Jack looked at the fifty men seated around him on the rocks. The sunlight was bright on their dark faces. “All who want me to kill Canby,” he said, “raise to your feet.” Only about a dozen of his loyal followers remained seated.
“I see you do not love life nor anything else.” His voice was somber as he grasped for an alternative. In the council with Canby, he said, he would tell the general what the Modocs wanted. “I will ask him many times. If he comes to my terms I shall not kill him. Do you hear?”
“Yes,” they all said.
“Will that do?”
“Yes,” they agreed.
Now only the words of Canby could stop the killing. 12
Good Friday, 1873, dawned clear, with a chill breeze fluttering the canvas of the council tent, which still stood between the soldier camp and the Lava Beds stronghold. Captain Jack, Hooker Jim, Schonchin John, Ellen’s Man, Black Jim, and Shacknasty Jim reached the council ground early, and one of them built a fire of sagebrush to keep warm by while they waited for the commissioners to arrive. They had not brought their women this time. None had brought a rifle, either, but all had pistols concealed beneath their coats.
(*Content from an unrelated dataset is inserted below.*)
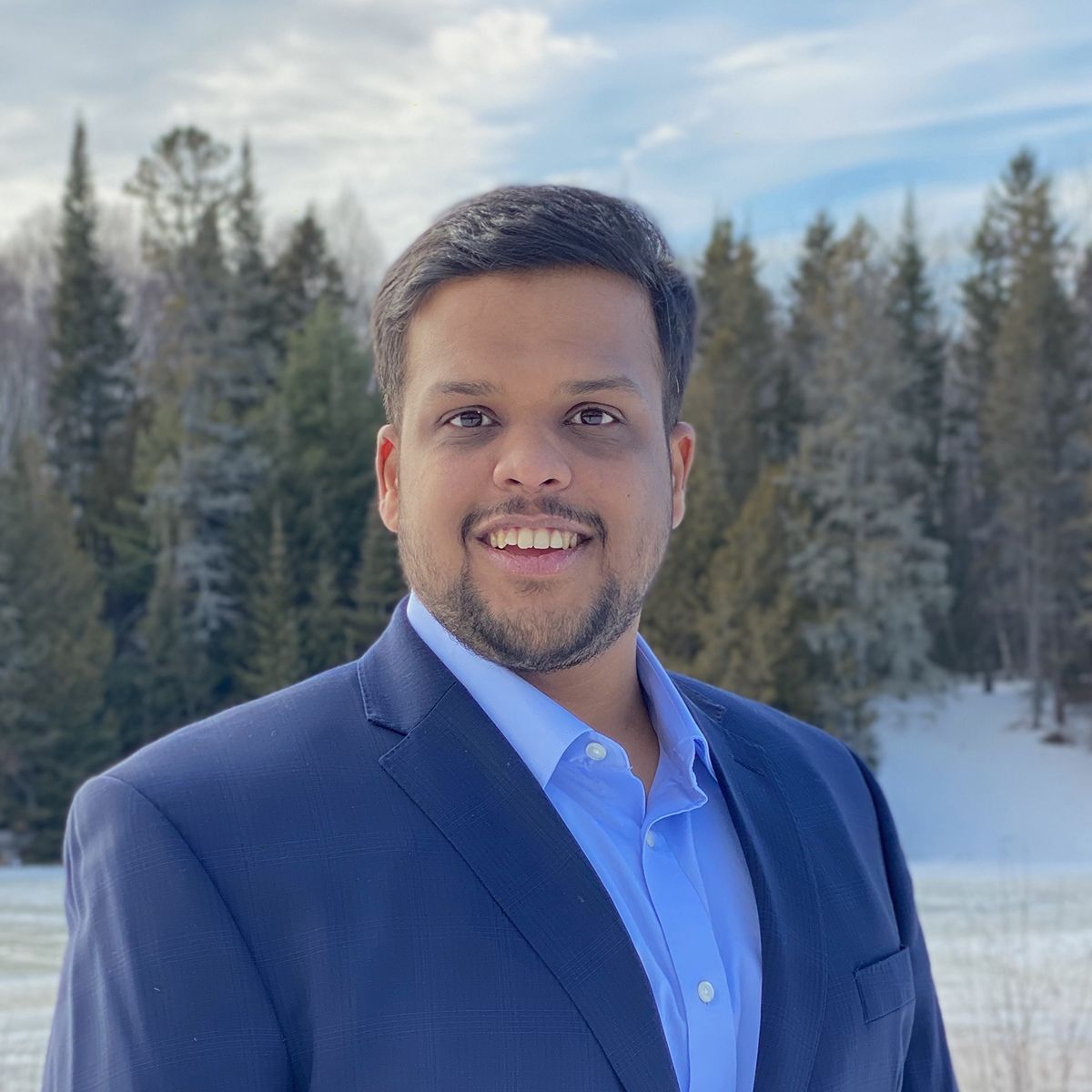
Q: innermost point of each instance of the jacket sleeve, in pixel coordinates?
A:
(158, 989)
(928, 1066)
The commissioners were late in arriving (Winema kept warning them not to go), but soon after eleven o’clock General Canby and Reverend Thomas appeared on foot, and behind them on horseback were L. S. Dyar, Alfred Meacham, Winema, and Frank Riddle. Accompanying the commissioners and the interpreters were Boston Charley and Bogus Charley, who had gone into camp to meet them. Both Charleys carried rifles carelessly slung. None of the commissioners had any arms showing; Meacham and Dyar carried derringers in their coat pockets.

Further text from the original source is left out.